Road - togher, Baunmore, Co. Kilkenny
Co. Kilkenny |
Roads & Tracks
Buried beneath the bogland of Baunmore in County Kilkenny lies a togher, an ancient trackway built not from stone or compacted earth but from brushwood laid across waterlogged ground.
These structures, essentially bundles of cut branches and woody material woven or stacked to create a firm surface over soft terrain, were once a practical necessity across Ireland's midland bogs, allowing people and animals to move through landscapes that would otherwise have been impassable. What makes this one worth noting is less its scale than its quiet obscurity, a piece of engineering folded into the peat and largely forgotten until modern archaeology brought it back to light.

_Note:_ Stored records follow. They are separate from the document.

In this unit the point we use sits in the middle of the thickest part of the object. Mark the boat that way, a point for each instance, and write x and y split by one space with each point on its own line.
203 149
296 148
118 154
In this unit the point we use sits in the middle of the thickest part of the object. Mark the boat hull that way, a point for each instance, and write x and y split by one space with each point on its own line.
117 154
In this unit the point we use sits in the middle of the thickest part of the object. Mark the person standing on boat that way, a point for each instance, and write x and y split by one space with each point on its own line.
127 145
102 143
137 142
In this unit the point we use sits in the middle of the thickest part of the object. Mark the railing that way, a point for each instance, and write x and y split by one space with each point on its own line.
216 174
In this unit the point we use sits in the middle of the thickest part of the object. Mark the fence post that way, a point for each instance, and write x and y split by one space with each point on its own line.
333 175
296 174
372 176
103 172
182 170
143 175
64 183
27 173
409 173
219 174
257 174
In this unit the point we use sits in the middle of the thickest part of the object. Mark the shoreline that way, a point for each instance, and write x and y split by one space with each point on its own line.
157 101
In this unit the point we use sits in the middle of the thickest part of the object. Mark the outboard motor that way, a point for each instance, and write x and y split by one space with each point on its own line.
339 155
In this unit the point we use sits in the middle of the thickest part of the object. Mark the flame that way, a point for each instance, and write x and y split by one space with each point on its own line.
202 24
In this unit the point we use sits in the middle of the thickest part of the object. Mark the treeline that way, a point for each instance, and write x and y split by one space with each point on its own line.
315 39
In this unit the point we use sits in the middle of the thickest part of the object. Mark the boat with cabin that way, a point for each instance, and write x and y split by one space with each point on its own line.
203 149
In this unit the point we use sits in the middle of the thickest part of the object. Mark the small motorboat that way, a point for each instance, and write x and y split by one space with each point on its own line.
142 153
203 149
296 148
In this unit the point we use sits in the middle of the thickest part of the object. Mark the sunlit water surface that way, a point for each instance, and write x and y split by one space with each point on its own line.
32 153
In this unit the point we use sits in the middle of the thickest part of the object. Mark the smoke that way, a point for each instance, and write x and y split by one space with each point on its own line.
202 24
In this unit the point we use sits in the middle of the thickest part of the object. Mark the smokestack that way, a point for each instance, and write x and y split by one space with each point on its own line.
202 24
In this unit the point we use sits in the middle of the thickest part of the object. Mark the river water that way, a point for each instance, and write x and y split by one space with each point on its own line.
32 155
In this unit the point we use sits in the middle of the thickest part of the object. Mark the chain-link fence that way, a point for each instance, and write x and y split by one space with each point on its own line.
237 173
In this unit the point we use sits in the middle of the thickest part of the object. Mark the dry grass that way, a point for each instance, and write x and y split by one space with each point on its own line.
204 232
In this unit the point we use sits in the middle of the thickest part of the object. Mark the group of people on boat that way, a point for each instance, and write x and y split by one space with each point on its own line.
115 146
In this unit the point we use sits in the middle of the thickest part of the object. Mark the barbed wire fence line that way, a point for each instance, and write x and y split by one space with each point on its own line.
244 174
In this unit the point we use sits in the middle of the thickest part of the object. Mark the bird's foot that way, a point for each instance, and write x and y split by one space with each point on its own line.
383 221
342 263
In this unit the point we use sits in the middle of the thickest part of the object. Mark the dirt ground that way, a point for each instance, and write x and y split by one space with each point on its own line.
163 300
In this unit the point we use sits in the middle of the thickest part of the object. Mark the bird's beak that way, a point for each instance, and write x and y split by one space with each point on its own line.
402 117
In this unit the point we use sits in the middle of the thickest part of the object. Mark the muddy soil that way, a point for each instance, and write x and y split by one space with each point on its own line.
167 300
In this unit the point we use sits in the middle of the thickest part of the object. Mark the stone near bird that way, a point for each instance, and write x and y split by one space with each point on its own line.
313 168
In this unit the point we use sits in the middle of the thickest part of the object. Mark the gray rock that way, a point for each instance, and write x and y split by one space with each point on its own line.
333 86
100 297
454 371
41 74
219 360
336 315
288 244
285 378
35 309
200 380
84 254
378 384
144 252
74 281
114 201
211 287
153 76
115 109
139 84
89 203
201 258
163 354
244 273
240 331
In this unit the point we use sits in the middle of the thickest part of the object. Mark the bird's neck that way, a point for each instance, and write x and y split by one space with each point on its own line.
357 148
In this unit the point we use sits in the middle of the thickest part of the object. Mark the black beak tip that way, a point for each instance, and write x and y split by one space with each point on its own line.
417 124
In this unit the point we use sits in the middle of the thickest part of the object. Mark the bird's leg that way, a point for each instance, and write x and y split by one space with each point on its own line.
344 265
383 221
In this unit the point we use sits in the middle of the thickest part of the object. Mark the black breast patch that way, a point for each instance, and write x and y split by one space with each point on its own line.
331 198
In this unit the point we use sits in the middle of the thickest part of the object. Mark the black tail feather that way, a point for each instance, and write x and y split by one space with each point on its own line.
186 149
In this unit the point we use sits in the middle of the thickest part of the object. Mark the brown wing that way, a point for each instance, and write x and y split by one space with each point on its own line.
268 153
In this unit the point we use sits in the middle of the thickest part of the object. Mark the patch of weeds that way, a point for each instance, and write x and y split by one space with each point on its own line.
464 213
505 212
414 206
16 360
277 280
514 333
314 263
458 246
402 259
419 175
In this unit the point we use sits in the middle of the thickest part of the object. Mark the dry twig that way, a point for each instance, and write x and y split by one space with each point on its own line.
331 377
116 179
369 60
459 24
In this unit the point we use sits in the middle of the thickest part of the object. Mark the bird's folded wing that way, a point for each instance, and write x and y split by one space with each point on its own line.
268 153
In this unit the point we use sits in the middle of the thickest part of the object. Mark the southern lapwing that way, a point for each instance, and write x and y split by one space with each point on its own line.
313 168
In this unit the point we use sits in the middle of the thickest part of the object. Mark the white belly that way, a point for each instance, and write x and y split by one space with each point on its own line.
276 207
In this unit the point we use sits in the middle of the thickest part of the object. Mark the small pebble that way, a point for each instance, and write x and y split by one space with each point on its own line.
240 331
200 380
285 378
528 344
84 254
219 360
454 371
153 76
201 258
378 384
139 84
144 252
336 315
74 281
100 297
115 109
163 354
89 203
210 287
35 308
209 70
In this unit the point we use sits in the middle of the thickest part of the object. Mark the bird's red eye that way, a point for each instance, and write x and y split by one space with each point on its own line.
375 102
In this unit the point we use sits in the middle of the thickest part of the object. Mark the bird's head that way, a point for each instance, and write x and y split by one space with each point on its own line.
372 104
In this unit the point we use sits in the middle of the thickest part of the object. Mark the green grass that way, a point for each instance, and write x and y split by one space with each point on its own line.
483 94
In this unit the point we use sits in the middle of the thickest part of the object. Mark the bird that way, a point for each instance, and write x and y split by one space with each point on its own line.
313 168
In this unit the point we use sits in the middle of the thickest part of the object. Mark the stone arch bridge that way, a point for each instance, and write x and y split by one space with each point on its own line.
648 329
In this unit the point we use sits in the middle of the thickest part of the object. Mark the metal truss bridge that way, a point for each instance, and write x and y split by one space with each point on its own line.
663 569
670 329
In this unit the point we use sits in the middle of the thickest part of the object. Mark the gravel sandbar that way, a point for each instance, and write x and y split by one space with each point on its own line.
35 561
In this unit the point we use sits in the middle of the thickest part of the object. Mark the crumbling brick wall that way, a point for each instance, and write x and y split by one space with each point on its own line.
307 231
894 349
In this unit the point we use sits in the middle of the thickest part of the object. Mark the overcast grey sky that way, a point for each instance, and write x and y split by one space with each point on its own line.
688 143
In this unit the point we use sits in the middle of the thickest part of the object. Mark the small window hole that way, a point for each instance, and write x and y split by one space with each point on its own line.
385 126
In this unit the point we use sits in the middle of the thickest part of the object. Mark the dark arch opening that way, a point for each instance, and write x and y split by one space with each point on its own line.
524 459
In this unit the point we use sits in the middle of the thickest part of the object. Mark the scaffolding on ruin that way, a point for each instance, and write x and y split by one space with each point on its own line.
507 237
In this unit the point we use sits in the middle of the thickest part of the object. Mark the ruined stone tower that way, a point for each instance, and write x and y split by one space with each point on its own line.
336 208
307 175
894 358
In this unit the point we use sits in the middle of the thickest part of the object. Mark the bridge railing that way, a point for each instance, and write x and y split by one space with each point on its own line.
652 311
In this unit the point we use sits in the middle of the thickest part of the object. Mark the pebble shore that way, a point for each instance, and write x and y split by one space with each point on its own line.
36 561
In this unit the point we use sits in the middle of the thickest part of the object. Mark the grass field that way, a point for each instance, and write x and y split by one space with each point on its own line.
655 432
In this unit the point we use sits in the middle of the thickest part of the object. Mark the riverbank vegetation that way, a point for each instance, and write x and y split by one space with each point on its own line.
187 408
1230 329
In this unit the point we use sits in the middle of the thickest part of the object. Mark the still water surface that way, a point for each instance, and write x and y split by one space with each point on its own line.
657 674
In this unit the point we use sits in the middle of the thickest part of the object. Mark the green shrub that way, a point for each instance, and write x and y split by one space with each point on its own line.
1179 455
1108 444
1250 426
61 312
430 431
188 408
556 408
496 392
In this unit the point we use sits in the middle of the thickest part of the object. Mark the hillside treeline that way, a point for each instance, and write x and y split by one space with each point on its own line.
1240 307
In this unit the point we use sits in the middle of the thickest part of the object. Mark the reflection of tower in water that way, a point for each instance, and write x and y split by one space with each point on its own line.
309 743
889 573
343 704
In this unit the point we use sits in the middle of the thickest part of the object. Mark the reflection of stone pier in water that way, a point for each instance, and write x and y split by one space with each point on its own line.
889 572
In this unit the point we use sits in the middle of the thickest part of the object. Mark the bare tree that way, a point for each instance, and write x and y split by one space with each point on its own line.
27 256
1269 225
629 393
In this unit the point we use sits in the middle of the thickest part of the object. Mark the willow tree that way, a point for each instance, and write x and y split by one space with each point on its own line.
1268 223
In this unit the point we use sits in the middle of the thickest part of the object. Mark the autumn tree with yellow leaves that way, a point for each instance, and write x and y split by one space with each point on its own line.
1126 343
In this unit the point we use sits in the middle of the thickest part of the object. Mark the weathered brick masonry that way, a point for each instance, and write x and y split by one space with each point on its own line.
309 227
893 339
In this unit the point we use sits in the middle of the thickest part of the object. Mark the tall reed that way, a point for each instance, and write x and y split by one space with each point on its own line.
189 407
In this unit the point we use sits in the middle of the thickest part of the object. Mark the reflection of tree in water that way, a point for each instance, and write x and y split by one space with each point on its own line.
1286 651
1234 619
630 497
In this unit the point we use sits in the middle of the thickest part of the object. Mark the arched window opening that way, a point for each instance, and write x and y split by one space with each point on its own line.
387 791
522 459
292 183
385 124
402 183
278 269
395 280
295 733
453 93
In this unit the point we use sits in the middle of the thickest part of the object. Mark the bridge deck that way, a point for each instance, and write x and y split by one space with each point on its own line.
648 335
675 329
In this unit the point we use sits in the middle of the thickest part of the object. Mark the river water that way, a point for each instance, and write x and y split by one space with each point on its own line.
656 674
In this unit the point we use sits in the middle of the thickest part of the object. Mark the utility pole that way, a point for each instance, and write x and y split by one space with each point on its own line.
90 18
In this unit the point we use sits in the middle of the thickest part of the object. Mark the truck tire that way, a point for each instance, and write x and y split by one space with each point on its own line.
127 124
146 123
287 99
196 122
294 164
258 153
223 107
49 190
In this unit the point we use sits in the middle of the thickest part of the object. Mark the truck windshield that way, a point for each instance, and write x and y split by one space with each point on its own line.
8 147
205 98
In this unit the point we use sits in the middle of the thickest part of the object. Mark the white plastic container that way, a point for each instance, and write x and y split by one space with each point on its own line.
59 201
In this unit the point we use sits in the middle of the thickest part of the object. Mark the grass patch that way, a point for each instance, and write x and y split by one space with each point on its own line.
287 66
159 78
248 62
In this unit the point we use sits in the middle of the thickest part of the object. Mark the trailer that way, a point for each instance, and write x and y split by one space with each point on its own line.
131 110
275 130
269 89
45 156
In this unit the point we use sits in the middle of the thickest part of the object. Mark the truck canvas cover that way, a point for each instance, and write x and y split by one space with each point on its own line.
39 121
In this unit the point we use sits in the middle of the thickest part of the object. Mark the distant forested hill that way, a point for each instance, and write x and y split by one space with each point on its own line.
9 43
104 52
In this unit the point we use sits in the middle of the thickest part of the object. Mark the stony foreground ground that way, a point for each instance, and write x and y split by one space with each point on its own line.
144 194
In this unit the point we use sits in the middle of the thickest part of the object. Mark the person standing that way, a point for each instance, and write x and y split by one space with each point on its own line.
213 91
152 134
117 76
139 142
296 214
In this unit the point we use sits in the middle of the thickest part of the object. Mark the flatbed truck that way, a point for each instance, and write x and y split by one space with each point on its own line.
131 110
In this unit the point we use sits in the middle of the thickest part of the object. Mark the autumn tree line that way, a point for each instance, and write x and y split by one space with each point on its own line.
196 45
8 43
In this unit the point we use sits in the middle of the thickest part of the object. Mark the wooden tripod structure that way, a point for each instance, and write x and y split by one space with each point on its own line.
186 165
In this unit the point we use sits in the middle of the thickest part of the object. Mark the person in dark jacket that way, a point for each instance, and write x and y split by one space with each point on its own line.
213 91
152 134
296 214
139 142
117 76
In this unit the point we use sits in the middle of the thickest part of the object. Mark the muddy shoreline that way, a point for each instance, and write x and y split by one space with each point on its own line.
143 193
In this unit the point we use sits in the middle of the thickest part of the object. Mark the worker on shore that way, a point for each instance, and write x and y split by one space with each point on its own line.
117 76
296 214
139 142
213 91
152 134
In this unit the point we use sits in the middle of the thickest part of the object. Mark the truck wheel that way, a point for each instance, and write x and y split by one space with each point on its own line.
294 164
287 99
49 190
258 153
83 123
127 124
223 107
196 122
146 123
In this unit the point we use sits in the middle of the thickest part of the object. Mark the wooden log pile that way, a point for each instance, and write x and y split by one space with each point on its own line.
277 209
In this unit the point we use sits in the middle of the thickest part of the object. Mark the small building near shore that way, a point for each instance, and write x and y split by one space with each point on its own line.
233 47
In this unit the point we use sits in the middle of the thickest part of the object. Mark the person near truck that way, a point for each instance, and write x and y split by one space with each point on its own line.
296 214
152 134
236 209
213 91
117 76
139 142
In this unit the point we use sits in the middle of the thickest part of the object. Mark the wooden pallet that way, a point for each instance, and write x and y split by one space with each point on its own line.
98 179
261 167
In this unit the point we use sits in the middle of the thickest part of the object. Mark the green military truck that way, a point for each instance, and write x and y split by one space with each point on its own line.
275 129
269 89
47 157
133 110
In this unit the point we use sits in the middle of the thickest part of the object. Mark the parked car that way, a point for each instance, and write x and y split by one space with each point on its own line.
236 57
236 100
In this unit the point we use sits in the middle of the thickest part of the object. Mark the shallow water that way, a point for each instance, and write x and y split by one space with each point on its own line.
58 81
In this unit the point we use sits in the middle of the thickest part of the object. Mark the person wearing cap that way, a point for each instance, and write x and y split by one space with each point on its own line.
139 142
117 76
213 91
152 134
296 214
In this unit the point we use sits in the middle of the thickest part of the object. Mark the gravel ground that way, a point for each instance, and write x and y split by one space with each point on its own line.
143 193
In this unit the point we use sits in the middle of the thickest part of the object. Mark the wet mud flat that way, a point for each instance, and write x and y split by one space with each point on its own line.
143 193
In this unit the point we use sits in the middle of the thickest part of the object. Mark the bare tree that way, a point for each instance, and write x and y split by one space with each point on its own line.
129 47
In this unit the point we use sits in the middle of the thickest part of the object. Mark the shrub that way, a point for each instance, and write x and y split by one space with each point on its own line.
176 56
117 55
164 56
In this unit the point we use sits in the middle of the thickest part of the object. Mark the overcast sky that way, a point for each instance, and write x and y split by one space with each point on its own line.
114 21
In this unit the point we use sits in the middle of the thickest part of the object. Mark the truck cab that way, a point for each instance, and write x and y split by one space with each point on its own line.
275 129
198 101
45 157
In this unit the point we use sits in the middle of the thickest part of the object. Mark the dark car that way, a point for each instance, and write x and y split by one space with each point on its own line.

The togher at Baunmore came to attention in 1995, when researchers from the Irish Archaeological Wetland Unit at University College Dublin were carrying out a pilot survey of the Littleton Works, a broad wetland area that straddles parts of Tipperary and Kilkenny. Bog surveys of this kind tend to be painstaking work, reading the landscape for subtle signs of disturbance or organic material preserved by the anaerobic conditions that peat provides. Brushwood toghers are particularly fragile finds; the wood survives only because the bog has kept oxygen away from it, sometimes for centuries or even millennia. The 1995 survey was exploratory in nature, intended to establish what the Littleton Works might contain, and the discovery of the togher was among its results.